特定検診受診率は石垣市で37.1%、竹富町で53.7%、与那国町で51.2%といずれも県平均(27.5%)を大きく上回ったが、与那国と石垣では受診者のうち保健指導が必要と診断された人の割合が高くなった。市は10市でワーストワン。竹富町は19.74%と低かった。
一方、実際に保健指導を受けた人の割合は3市町とも県平均を下回っている。特定検診制度はメタボを減らして生活習慣病を予防するのが目的のひとつ。2012年度までに現状(08年度)から10%減少を求められていることから、3市町には保健指導体制の強化が求められそうだ。
メタボになると、心筋梗塞(こうそく)や脳梗塞(こうそく)を発症する危険性が高まる。市健康保険課によると、病気で死亡する人の6割が生活習慣病関連。金城範和課長は「医療費の伸びを食い止めるため、元気で長生きし生活の質を高めるためにもメタボ対策を徹底したい。そのためにはマンパワー(栄養士、保健師)が必要だ」と強調する。

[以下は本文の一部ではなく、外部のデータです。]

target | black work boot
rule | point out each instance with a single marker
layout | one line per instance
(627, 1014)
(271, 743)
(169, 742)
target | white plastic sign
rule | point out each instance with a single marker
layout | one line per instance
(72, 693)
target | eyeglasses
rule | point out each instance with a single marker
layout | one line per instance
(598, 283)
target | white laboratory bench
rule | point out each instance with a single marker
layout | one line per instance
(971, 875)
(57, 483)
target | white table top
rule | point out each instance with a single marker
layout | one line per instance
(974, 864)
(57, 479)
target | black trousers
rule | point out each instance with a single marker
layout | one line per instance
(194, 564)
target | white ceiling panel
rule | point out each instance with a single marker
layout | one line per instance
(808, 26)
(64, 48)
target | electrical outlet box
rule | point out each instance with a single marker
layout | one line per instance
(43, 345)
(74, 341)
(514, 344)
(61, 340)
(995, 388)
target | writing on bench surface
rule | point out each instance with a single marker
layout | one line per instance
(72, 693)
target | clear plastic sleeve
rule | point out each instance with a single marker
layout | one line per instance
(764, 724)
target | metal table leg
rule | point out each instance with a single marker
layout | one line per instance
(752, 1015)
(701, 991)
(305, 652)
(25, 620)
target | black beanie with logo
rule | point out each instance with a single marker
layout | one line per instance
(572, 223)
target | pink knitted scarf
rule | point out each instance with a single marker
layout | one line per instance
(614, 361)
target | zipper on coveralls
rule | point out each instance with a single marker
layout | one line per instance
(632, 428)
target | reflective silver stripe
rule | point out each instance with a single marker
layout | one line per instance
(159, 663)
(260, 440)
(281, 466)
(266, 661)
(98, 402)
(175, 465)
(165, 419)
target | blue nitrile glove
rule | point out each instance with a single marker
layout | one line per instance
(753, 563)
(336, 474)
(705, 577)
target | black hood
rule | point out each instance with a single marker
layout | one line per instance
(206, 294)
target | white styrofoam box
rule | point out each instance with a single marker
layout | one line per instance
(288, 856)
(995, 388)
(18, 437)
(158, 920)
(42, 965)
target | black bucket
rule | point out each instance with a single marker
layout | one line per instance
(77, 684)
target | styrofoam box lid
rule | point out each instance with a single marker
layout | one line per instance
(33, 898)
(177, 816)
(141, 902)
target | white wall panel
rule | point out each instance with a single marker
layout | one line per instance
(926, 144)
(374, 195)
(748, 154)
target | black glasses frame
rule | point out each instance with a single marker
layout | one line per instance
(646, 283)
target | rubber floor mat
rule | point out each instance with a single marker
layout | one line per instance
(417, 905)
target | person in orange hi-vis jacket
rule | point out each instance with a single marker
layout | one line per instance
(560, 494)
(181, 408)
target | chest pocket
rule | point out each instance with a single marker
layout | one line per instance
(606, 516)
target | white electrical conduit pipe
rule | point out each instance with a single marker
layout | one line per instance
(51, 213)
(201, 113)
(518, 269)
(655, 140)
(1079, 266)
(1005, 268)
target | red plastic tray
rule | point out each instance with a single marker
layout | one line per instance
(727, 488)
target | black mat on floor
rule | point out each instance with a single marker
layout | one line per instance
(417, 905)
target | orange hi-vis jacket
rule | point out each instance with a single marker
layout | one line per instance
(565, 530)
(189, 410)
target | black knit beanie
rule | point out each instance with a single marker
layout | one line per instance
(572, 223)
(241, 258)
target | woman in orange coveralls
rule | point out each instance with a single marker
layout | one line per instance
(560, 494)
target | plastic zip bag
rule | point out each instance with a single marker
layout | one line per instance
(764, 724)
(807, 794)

保健指導に当たっている市健康福祉センターの長嶺孝子保健師は「生活習慣病は予防ができる病気。特に働き盛りの人には自分の体の状態を知ってもらいたい。体の状態を知るには検診しかない」とまずは受診を呼びかけている。
【メタボリックシンドローム】
内臓脂肪の蓄積(へそ回りが男性85センチ以上、女性90センチ以上)に加え、▽血清脂質異常▽高血圧▽高血糖のうち2つ以上当てはまるとメタボリックシンドロームと診断される。1つだと予備群。「メタボ出現率」には、メタボには該当しない内臓脂肪の蓄積に加え喫煙の人も含まれている。